Reaction mechanism of suspension graft copolymerization of styrene and acrylonitrile in the presence of ethylene propylene diene terpolymer

Abstract

A sequential synthesis of ethylene propylene diene terpolymer-g-poly (styrene-co-acrylonitrile) (EPDM-g-SAN) graft copolymers was carried out via suspension graft copolymerization using benzoyl peroxide (BPO) as an initiator. After the synthesis, the final product was separated by Soxhlet extraction to obtain the styrene-acrylonitrile free copolymer (SANf), non-grafted EPDM and EPDM-g-SAN, which were subsequently characterized by 1H-NMR and FTIR analyses to verify their purity. The dependence of the reaction behaviors on the reaction time was systematically investigated.

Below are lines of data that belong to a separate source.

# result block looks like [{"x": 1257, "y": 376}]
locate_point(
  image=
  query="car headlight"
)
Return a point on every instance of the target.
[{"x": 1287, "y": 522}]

When the reaction time was varied from 20 min to 100 min, the GPC analysis of the obtained SANf showed a bimodal profile, due to the co-existence of SANL and SANH free copolymers, of low and high molecular weights, which were respectively formed by chain transfer termination and bi-radical termination of the free polymeric radicals. These results revealed that the graft site initiation was dominated by free polymeric radicals attacking the EPDM backbones at the beginning of the grafting process, accompanied by non-grafting copolymerization reactions. On the other hand, the GPC analysis of non-grafted EPDM and EPDM-g-SAN revealed that the reaction mechanism also involved the chain scission of the EPDM molecules which were partly incorporated into the backbone of EPDM-g-SAN and the incorporation of SANf into the grafted chains (g-SAN), resulting in added grafted EPDM and grafting ratio. Furthermore, a novel and effective method was developed to determine the number of g-SAN, and thus the number-average molecular weight of g-SAN was estimated.